Regulation of innate and adaptive immunity by the commensal microbiota

Abstract

The microbial communities that inhabit the intestinal tract are essential for mammalian health. Communication between the microbiota and the host establishes and maintains immune homeostasis, enabling protective immune responses against pathogens while preventing adverse inflammatory responses to harmless commensal microbes. Specific bacteria, such as segmented filamentous bacteria, Clostridium species, and Bacteroides fragilis, are key contributors to immune homeostasis in the gut. The cellular and molecular interactions between intestinal microbes and the immune system are rapidly being elucidated. Here, we review advances in our understanding of the microbial populations that shape the mucosal immune system and create a protective defense that prevents infection while tolerating friendly commensals.

Figure 1

Major mechanisms that may contribute to the restoration of colonization resistance. Antibiotic treatment results in depletion of the normal microbiota, rendering the host susceptible to colonization by potentially pathogenic microbes.

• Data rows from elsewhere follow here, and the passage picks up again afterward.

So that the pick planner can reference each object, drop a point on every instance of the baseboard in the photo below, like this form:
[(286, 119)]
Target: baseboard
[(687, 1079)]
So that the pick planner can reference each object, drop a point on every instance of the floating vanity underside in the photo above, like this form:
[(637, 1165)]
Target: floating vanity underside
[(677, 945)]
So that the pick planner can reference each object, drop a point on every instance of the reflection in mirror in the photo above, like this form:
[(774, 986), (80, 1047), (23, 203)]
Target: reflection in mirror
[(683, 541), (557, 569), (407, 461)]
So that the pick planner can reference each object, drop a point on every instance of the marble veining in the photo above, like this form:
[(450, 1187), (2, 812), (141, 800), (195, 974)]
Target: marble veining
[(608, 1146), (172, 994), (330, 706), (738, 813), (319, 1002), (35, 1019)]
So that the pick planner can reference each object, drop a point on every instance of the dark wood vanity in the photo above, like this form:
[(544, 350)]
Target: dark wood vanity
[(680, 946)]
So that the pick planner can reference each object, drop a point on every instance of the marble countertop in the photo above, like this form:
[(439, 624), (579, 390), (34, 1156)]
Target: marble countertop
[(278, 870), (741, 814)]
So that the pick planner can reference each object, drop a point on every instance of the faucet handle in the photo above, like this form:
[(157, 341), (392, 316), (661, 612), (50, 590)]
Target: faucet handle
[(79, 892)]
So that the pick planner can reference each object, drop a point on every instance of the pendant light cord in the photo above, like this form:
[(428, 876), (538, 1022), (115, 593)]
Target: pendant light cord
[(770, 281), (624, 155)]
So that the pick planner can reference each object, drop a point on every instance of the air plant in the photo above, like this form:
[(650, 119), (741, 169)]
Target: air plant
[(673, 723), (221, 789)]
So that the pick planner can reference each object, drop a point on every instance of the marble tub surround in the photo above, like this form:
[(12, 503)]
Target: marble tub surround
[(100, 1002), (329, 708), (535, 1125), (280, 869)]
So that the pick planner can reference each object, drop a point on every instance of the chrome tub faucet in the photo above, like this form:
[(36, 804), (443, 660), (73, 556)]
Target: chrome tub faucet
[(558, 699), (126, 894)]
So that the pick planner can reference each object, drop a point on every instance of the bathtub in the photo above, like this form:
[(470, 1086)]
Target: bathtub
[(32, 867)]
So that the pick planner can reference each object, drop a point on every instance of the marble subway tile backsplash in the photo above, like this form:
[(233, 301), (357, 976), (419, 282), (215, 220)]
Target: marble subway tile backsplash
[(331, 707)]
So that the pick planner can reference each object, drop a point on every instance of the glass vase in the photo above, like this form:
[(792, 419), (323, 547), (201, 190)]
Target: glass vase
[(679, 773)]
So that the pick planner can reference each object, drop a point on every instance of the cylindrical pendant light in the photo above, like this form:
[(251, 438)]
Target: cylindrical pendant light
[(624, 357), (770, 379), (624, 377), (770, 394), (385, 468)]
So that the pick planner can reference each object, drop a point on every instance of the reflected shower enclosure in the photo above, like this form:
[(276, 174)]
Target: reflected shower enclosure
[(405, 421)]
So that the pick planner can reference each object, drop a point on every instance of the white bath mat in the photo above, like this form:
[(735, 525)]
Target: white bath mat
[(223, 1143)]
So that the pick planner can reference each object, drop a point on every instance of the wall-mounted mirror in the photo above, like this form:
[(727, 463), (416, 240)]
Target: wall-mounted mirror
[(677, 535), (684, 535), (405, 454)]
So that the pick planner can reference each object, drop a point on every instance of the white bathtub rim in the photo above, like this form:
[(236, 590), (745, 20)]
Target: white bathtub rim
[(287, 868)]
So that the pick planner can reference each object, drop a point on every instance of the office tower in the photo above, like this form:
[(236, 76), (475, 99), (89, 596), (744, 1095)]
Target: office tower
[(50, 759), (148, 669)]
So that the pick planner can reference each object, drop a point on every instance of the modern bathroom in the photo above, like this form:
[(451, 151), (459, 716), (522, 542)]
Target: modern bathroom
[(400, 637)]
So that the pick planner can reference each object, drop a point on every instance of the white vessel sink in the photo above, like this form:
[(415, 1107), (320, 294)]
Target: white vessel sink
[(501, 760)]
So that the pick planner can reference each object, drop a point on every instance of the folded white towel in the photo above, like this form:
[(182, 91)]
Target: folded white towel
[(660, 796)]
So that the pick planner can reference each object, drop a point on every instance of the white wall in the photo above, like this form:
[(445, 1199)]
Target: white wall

Recovery of a commensal microbiota by adoptive transfer or cohousing with normal mice restores colonization resistance, leading to clearance of dangerous bacteria such as S. typhimurium and VRE. Two major mechanisms may contribute to pathogen clearance: the direct effect of the commensal flora on the growth of the pathogen (A) and restoration of immune tone induced by stimulation of immune receptors, preventing expansion of the pathogen (B and C). The mechanisms underlying direct pathogen inhibition by the microbiota remain ill-defined, but may include competition for nutritional resources and production of growth inhibitory molecules. As depicted in B, bacterial products stimulate innate immune receptors expressed on epithelial cells to restore immune homeostasis in the intestine. The production of RegIIIγ, an antimicrobicidal lectin that targets Gram-positive bacteria, by intestinal epithelial cells, helps maintain homeostasis of intestinal microbial communities and contributes to clearance of invading species such as VRE. RegIIIγ is elicited by direct sensing of the microbiota by intestinal epithelial cells (B) or, when bacterial products are found systemically, by sensing of bacterial products by cells of hematopoietic origin that express IL-22 (C). Following disruption of the epithelium, bacteria and their products reach the lamina propria and stimulate innate immune receptors, which recruits and activates neutrophils and monocytes, and stimulates IgA responses (C). Immune cells of the lamina propria are activated to generate an antimicrobial program that clears the pathogen and restores health to the epithelial barrier.

Figure 2

The microbiota induces Th17 cell expansion through multiple mechanisms. SFB induces expression of serum amyloid A (SAA) in the small intestine, which leads to DC-mediated Th17 differentiation (A). ATP (adenosine 5′ triphosphate), which can be produced by the microbiota, contributes to Th17 differentiation by activating a subset of DC via a MyD88- and TRIF-independent mechanism (B). Flagellin-mediated stimulation of TLR5 expressed on CD103⁺ lamina propria DC induces IL-6 expression, contributing to the Th17 cell program (C). Phagocytosis of infected apoptotic cells by dendritic cells contributes to the production of Th17-inducing cytokines (D). Several DC subsets are present in the intestinal lamina propria, which may respond distinctly to these signals, contributing to Th17 cell expansion. The frequency of Th17 cells in the intestine is negatively regulated by microbiota-induced production of IL-25 by intestinal epithelial cells, which limits IL-23 production (E).